This study examines the nature and level of over-indebtedness among microfinance clients in selected cities of India, through measures of overindebtedness.
In the past few years, India has become a predominant player in the microfinance sector in the sub-continent. While the sector has recorded phenomenal growth in recent years, incidences of over-indebtedness (OID) are being reported in various parts of the country as well. The study aimed to provide a comprehensive understanding of the problem of over-indebtedness and its extent in the selected areas of Allahabad (Uttar Pradesh), Indore (Madhya Pradesh) and Mysore (Karnataka).
The level of indebtedness was estimated through a Net Indebtedness Index. The indebtedness level of borrowers was classified as follows:
1. Not over-indebted (index of indebtedness <0.40): household borrowers who spend less than 40% of monthly net incomes, or profit after taxes in case of enterprises, on the payment of monthly credit installments.
2. At risk (index of indebtedness = 0.40 – 0.75): household borrowers who spend 50% to 75% of monthly net incomes or profit in the payment of monthly credit installments.
3. At critical phase (index of indebtedness = 0.75 – 1.0): household borrowers who spend 75% to 100% of net monthly income or profit in the payment of monthly credit installments.

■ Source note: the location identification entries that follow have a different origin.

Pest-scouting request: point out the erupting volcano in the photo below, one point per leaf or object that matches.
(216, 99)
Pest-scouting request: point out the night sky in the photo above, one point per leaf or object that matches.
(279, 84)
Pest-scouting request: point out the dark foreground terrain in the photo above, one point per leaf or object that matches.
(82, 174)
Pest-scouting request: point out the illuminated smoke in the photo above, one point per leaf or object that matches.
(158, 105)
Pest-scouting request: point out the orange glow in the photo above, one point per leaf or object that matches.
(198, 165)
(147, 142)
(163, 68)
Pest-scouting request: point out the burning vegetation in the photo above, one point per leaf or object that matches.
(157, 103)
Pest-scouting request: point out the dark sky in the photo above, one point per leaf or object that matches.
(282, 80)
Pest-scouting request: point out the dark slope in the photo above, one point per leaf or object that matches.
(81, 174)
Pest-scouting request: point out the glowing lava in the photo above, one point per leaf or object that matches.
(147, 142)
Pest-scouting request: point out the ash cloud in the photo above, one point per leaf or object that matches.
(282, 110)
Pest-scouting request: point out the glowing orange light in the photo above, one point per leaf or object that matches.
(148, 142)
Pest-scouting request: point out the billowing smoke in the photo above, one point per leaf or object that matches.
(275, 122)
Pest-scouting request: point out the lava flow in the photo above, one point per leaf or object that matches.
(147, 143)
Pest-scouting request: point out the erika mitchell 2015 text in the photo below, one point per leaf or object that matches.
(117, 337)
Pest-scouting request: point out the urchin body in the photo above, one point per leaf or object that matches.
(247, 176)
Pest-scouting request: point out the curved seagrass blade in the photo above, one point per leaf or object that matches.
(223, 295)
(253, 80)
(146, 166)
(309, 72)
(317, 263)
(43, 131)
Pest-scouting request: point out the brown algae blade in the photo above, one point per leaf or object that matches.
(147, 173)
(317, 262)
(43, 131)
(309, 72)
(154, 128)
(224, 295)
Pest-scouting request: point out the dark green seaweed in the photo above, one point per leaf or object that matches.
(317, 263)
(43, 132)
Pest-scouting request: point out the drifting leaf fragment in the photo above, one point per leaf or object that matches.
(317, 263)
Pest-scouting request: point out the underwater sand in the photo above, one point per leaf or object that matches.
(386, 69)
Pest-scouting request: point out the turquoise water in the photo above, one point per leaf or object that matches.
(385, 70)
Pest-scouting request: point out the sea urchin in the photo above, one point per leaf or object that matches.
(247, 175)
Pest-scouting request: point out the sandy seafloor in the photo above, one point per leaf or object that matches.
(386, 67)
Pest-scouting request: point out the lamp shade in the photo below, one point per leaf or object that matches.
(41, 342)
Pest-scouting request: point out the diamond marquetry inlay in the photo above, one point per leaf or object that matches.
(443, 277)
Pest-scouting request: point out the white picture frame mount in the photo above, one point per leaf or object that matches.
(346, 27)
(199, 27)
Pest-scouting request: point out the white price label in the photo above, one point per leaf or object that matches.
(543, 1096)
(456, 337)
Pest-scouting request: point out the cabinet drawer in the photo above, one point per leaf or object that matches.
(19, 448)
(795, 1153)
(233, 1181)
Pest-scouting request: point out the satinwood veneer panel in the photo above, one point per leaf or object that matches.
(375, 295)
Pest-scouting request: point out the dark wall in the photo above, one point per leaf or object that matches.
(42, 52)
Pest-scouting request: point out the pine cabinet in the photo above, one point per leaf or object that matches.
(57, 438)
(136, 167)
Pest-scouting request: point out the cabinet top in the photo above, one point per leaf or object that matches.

4. Insolvent (index of indebtedness > 1.0): household borrowers who spend all monthly net incomes or profit in the payment of monthly credit installments; monthly installments exceed the value of their net incomes.
The varied scales of analysis used in the three districts identified which have the largest proportion of “borrowers servicing more than three MFI loans”, provided an opportunity for thorough assessment of where the problem of OID lies. Multiple borrowings, high debt-service burden, discrepancy between stated purpose and actual usage of loans, inflexibility in repayment schedules as perceived by the respondents, and pipeline loaning were some of the major factors linked to their indebtedness levels. The fundamental problem lay in the debt-income ratio of over-indebted households, which resulted in high levels of repayment anxiety and often pushed borrowers to resort to cross-borrowing. This trend was found to be more prevalent among low and unstable income groups, particularly households that relied on agricultural and wage-based occupations.
The findings of the study have important implications for credit policies and programmes that increasingly focus on access and saturation. There is a need for more focused, customized approach to credit access, basis on the needs of the individual borrower.